The decline in the fair value of the CompuCom reporting unit resulted from continued macroeconomic impacts of COVID-19, particularly as it relates to the disruptions to the operations of its business customers, which lowered the projected revenue growth rate and profitability level of the reporting unit. The duration of the impacts of the pandemic are expected to be longer than previously anticipated for CompuCom, which has significantly impacted the Company’s expectations on timing for its customers returning back to levels of historical operations, impacting annuity-based and project-based service revenues, as well as product revenues. In addition, the Company has experienced an increase in product costs due to supply constraints, which had a negative impact on its profitability levels, and is expected to further impact future periods. The consideration of incremental risk associated with the continued uncertainty related to the pace of the economic recovery was also a factor that contributed to the decline in the fair value of the reporting unit.

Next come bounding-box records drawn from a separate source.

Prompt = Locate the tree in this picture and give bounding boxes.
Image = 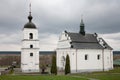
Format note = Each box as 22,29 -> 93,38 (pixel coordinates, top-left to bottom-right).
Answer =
65,54 -> 70,74
51,55 -> 57,75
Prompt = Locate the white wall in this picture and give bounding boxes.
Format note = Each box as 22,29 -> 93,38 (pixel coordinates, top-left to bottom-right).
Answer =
56,49 -> 113,73
21,28 -> 39,72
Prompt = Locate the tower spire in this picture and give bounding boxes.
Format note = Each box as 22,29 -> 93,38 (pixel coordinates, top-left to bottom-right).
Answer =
79,15 -> 85,35
28,2 -> 32,22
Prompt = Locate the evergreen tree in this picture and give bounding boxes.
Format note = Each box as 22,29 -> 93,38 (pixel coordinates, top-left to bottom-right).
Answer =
51,55 -> 57,75
65,54 -> 70,74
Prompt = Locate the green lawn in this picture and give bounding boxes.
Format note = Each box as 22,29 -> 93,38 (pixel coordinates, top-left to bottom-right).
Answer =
0,75 -> 88,80
0,68 -> 120,80
73,68 -> 120,80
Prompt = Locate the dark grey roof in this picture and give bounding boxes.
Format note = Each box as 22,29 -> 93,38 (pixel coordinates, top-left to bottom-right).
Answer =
0,51 -> 56,55
24,22 -> 36,29
72,42 -> 103,49
68,32 -> 98,42
67,32 -> 112,49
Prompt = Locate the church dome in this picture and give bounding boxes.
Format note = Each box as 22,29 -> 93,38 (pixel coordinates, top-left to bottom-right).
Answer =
24,22 -> 36,29
24,15 -> 36,29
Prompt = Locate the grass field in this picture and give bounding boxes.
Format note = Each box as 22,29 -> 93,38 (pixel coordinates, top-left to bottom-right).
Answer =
0,75 -> 88,80
0,68 -> 120,80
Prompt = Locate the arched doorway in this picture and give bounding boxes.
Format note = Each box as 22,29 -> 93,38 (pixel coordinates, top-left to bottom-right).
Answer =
61,56 -> 65,70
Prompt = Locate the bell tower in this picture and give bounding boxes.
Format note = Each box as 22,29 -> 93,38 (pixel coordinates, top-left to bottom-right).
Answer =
21,4 -> 39,73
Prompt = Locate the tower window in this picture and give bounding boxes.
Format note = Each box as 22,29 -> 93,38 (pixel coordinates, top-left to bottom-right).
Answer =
85,54 -> 88,60
30,45 -> 33,48
97,55 -> 100,60
29,33 -> 33,39
30,53 -> 33,56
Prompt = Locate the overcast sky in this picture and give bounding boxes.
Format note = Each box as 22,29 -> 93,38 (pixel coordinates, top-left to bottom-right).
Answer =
0,0 -> 120,51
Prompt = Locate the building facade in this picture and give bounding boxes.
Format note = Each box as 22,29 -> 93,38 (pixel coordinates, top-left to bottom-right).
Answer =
21,12 -> 39,72
56,20 -> 113,73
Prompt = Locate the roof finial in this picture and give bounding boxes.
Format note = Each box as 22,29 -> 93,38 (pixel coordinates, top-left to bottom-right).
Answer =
29,2 -> 31,15
28,2 -> 32,22
79,15 -> 85,35
81,14 -> 83,23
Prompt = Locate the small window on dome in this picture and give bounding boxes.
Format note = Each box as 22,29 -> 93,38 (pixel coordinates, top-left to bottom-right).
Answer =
30,45 -> 33,48
29,33 -> 33,39
30,53 -> 33,57
97,54 -> 100,60
85,54 -> 88,60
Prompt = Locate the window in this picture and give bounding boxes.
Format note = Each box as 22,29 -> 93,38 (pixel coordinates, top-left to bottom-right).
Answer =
97,54 -> 100,60
30,45 -> 33,48
85,54 -> 88,60
29,33 -> 33,39
30,53 -> 33,56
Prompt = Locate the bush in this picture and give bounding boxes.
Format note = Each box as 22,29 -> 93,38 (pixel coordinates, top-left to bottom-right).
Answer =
65,54 -> 70,74
51,55 -> 57,75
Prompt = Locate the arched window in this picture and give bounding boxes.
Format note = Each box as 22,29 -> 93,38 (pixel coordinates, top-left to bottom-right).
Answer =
30,53 -> 33,56
97,54 -> 100,60
29,33 -> 33,39
61,56 -> 65,69
85,54 -> 88,60
30,45 -> 33,48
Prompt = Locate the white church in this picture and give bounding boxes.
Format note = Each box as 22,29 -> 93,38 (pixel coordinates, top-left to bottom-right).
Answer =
56,19 -> 113,73
21,4 -> 113,73
21,11 -> 39,73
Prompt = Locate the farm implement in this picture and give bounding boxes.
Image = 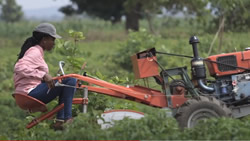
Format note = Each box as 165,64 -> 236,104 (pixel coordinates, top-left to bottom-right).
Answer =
14,36 -> 250,128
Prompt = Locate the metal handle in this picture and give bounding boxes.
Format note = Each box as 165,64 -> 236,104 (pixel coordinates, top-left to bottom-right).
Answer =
59,61 -> 65,75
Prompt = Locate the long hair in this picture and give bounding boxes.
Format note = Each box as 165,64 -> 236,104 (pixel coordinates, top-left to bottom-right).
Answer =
17,31 -> 50,61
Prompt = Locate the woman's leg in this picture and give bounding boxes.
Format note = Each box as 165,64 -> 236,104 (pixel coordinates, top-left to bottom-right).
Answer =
29,78 -> 76,120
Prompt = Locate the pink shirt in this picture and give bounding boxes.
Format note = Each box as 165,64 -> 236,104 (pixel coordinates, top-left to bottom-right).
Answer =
14,45 -> 49,94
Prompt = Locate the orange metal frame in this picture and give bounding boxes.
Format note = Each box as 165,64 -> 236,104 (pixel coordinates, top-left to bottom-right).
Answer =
19,74 -> 187,129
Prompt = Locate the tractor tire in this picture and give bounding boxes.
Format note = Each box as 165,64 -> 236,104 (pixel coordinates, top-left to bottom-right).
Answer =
175,96 -> 232,129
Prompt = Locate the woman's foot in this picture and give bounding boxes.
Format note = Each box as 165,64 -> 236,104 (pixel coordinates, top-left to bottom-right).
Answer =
52,119 -> 64,130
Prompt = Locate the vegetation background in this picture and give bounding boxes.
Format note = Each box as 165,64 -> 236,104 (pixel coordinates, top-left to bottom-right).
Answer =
0,0 -> 250,140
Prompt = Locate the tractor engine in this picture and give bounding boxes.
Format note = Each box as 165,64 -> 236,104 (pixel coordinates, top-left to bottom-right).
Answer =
189,36 -> 250,105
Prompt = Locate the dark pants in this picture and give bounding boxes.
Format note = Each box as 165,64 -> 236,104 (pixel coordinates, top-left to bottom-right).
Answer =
29,78 -> 76,120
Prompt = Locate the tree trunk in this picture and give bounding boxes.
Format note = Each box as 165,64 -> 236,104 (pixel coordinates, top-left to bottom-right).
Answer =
126,3 -> 141,31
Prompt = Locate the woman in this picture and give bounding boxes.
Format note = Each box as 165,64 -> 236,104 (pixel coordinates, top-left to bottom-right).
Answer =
14,23 -> 76,128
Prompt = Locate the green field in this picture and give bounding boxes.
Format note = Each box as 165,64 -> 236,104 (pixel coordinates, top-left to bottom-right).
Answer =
0,19 -> 250,140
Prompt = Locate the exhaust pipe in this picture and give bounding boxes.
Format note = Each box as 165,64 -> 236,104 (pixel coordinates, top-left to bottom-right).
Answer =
189,36 -> 215,93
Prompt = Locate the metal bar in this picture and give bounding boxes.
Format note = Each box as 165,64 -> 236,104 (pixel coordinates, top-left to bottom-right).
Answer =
26,103 -> 64,129
83,87 -> 88,113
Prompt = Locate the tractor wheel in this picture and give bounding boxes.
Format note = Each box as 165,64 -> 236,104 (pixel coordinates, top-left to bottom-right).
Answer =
175,96 -> 232,128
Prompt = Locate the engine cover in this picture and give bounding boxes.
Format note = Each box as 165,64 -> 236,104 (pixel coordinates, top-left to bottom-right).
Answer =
206,51 -> 250,77
232,73 -> 250,100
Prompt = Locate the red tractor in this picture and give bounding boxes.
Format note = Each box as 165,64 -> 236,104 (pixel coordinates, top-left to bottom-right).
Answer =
12,36 -> 250,128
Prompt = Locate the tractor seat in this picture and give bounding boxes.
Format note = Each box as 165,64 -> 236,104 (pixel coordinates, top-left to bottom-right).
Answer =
13,93 -> 48,113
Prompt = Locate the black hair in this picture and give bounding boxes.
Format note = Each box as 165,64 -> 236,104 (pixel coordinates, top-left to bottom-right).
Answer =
17,31 -> 50,61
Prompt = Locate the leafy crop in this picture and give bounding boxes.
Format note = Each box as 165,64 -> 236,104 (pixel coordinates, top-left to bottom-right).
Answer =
0,17 -> 250,140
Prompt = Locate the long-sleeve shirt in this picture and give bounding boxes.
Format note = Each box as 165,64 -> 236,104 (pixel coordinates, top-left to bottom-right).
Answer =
14,45 -> 49,94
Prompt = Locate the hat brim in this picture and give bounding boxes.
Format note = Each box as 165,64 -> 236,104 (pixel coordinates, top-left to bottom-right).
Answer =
50,34 -> 62,39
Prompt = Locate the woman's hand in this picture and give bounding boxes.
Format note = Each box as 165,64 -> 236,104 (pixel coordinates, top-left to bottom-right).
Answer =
43,74 -> 55,89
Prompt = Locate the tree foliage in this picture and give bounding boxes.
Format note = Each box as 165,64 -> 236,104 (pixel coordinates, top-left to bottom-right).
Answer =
0,0 -> 23,22
61,0 -> 250,31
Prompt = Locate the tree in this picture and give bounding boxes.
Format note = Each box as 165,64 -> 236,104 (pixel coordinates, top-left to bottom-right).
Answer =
60,0 -> 164,31
60,0 -> 125,23
210,0 -> 250,31
0,0 -> 23,22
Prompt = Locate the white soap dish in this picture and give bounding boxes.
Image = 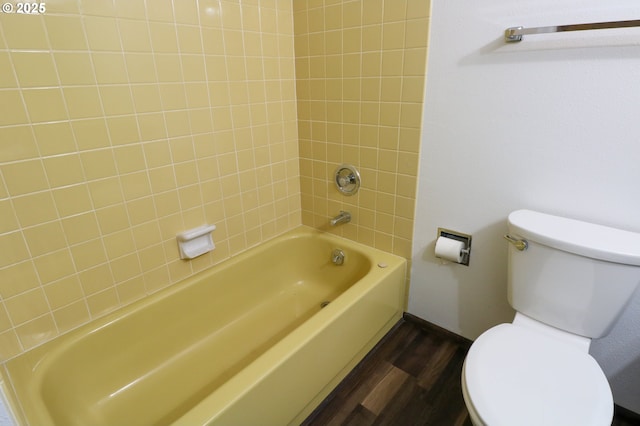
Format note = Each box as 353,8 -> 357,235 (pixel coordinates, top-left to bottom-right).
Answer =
176,225 -> 216,259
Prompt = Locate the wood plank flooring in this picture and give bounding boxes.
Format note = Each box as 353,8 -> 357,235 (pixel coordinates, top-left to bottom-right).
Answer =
302,314 -> 640,426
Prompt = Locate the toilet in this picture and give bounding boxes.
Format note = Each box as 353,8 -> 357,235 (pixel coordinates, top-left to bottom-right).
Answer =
462,210 -> 640,426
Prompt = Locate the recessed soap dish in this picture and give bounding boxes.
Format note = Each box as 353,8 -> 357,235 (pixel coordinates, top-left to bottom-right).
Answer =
176,225 -> 216,259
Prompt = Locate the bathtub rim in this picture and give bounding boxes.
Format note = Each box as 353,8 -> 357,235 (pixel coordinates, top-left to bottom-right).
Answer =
2,225 -> 406,424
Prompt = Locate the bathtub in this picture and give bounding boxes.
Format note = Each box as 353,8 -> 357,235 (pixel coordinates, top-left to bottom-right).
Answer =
4,227 -> 406,426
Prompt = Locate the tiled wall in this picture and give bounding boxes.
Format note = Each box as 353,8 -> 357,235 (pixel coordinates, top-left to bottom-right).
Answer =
0,0 -> 300,360
293,0 -> 429,259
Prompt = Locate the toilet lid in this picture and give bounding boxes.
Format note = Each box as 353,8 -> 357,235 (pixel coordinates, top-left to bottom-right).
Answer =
464,324 -> 613,426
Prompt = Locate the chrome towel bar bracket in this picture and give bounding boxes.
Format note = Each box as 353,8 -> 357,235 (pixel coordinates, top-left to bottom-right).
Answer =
504,19 -> 640,43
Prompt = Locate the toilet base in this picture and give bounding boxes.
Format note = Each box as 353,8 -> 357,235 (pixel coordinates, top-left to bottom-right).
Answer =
460,360 -> 486,426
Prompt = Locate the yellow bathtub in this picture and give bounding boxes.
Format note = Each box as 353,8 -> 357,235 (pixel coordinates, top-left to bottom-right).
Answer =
5,227 -> 406,426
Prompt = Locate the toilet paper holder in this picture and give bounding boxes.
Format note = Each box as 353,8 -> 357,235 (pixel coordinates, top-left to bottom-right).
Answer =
436,228 -> 471,266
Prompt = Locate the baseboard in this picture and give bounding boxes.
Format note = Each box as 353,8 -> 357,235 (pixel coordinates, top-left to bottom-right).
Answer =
402,312 -> 473,349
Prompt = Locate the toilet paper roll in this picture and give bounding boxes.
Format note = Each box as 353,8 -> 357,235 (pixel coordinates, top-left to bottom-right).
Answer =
436,237 -> 464,263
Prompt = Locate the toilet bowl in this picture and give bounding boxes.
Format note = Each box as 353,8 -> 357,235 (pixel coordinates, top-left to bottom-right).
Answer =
462,210 -> 640,426
462,314 -> 613,426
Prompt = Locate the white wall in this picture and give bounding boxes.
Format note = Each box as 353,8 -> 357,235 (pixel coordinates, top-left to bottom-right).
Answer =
408,0 -> 640,412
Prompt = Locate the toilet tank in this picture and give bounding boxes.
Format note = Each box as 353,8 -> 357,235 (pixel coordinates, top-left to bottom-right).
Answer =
508,210 -> 640,338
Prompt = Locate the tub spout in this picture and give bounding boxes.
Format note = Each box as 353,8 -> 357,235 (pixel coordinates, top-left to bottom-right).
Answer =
329,210 -> 351,226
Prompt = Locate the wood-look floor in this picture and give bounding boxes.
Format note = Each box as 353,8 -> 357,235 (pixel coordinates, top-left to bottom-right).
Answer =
302,314 -> 640,426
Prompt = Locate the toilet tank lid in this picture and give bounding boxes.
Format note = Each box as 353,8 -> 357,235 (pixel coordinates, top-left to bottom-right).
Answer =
508,210 -> 640,266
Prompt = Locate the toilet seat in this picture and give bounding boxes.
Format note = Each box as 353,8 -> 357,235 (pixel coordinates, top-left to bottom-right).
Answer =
463,324 -> 613,426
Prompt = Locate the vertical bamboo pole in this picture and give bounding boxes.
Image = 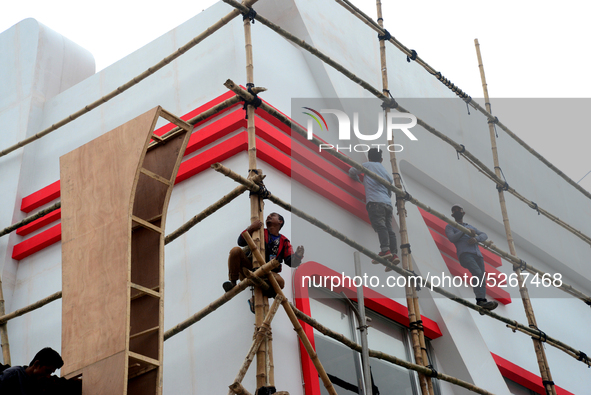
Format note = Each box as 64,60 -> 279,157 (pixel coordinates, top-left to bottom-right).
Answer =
244,8 -> 274,388
376,0 -> 434,395
0,278 -> 12,365
242,231 -> 337,395
474,39 -> 556,395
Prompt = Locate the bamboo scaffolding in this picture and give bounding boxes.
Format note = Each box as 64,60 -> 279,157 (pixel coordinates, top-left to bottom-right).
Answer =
164,259 -> 279,340
228,295 -> 284,395
220,80 -> 591,305
229,383 -> 252,395
224,0 -> 591,251
376,0 -> 435,395
290,304 -> 492,395
242,231 -> 337,395
0,277 -> 12,365
335,0 -> 591,199
242,3 -> 274,388
474,39 -> 556,395
0,0 -> 258,157
0,202 -> 62,237
212,163 -> 586,368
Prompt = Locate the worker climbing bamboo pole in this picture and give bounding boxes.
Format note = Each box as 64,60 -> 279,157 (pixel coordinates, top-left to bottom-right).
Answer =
243,8 -> 274,388
0,278 -> 12,365
474,39 -> 556,395
376,0 -> 434,395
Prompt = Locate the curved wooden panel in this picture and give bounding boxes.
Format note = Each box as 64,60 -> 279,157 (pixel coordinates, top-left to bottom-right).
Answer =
60,107 -> 192,395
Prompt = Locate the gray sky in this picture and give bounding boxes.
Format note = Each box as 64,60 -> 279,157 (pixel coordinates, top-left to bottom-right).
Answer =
0,0 -> 591,190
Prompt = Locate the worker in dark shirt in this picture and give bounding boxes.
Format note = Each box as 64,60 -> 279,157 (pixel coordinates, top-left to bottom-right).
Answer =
0,347 -> 64,395
222,213 -> 304,297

The fair value estimate for the reporting unit was based on a blended analysis of the present value of future discounted cash flows and market value approach. The significant estimates used in the discounted cash flow model included the Company’s weighted average cost of capital, projected cash flows and the long-term rate of growth. The assumptions were based on the actual historical performance of the reporting unit and took into account the recent and continued weakening of operating results as well as the anticipated rate of recovery, and implied risk premiums based on market prices of the Company’s equity and debt as of the assessment date. Significant estimates in the market approach model included identifying similar companies with comparable business factors such as size, growth, profitability, risk and return on investment and assessing comparable revenue and earnings multiples in estimating the fair value of the reporting unit. CompuCom’s tradename, which is an indefinite-lived intangible asset, was also tested for impairment using the relief from royalty method and was determined to be impaired as its carrying value exceeded its fair value by $11 million. Accordingly, the Company recorded an impairment charge of $11 million in the second quarter of 2021 related to this asset. This non-cash impairment charge is presented within the discontinued operations, net of tax line for year-to-date 2021 in the accompanying Condensed Consolidated Statements of Operations.

 

The Company is monitoring the performance of its Contract reporting unit. The Company’s Contract reporting unit, which had also been negatively impacted by COVID-19, has experienced partial recovery as the impacts of the pandemic on its business customers have begun to recede in the second quarter of 2021. The Contract reporting units’ operating performance and future outlook are in line with the Company’s forecasts used in determining the fair value estimates in the most recent quantitative annual impairment test. Accordingly, there are no impairment indicators identified for this reporting unit as of September 25, 2021. The Company also did not identify indicators of impairment related to its other reporting units, which mainly serve consumers through its retail stores and eCommerce platform and have been performing in accordance with forecasts. The Company will continue to evaluate the recoverability of goodwill at the reporting unit level on an annual basis and whenever events or changes in circumstances indicate there may be a potential impairment. If the operating results of the Company’s reporting units deteriorate in the future, it may cause the fair value of one or more of the reporting units to fall below their carrying amount, resulting in additional goodwill impairment charges.